LGAIMay 3, 2023

An Exploration of Conditioning Methods in Graph Neural Networks

arXiv:2305.01933v13 citations
Originality Synthesis-oriented
AI Analysis

This work addresses a methodological issue for researchers in graph-based deep learning, but it is incremental as it builds on existing GNN frameworks.

The paper tackled the problem of how to condition on node and edge attributes in graph neural networks (GNNs) to improve performance, and found that different conditioning methods (weak, strong, pure) affect model effectiveness in computational chemistry tasks.

The flexibility and effectiveness of message passing based graph neural networks (GNNs) induced considerable advances in deep learning on graph-structured data. In such approaches, GNNs recursively update node representations based on their neighbors and they gain expressivity through the use of node and edge attribute vectors. E.g., in computational tasks such as physics and chemistry usage of edge attributes such as relative position or distance proved to be essential.
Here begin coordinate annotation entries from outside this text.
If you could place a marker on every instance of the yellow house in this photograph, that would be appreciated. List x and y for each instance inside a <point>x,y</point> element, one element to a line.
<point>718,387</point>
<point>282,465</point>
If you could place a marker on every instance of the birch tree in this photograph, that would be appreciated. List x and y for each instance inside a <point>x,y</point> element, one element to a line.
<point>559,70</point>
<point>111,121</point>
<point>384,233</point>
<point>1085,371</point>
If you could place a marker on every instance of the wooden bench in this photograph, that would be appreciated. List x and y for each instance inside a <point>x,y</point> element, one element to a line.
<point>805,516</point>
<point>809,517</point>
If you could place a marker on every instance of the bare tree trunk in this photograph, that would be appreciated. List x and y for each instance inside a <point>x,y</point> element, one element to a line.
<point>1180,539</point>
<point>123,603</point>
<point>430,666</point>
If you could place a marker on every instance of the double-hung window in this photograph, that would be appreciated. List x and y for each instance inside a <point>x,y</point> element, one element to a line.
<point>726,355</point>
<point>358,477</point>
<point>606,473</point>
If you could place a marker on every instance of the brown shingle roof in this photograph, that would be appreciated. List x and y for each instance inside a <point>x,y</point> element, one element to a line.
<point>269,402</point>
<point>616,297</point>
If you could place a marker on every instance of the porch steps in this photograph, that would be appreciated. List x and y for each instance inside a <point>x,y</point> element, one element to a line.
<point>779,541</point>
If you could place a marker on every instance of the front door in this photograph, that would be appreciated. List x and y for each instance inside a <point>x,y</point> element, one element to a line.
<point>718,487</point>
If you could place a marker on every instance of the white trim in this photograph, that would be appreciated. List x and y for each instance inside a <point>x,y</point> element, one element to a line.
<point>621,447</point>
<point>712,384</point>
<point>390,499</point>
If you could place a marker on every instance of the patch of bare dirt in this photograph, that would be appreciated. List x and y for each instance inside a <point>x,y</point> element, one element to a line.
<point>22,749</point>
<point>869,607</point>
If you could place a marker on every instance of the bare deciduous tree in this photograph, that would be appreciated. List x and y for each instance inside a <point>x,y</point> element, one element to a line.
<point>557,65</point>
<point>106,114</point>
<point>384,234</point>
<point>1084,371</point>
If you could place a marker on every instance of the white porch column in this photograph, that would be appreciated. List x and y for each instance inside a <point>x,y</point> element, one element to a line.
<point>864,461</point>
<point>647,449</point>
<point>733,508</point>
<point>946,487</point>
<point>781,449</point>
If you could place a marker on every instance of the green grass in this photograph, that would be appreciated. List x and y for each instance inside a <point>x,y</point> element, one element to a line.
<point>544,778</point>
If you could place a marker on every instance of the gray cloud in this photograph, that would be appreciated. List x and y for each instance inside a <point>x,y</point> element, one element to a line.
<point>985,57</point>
In this work, we address not what kind of attributes to use, but how to condition on this information to improve model performance. We consider three types of conditioning; weak, strong, and pure, which respectively relate to concatenation-based conditioning, gating, and transformations that are causally dependent on the attributes. This categorization provides a unifying viewpoint on different classes of GNNs, from separable convolutions to various forms of message passing networks. We provide an empirical study on the effect of conditioning methods in several tasks in computational chemistry.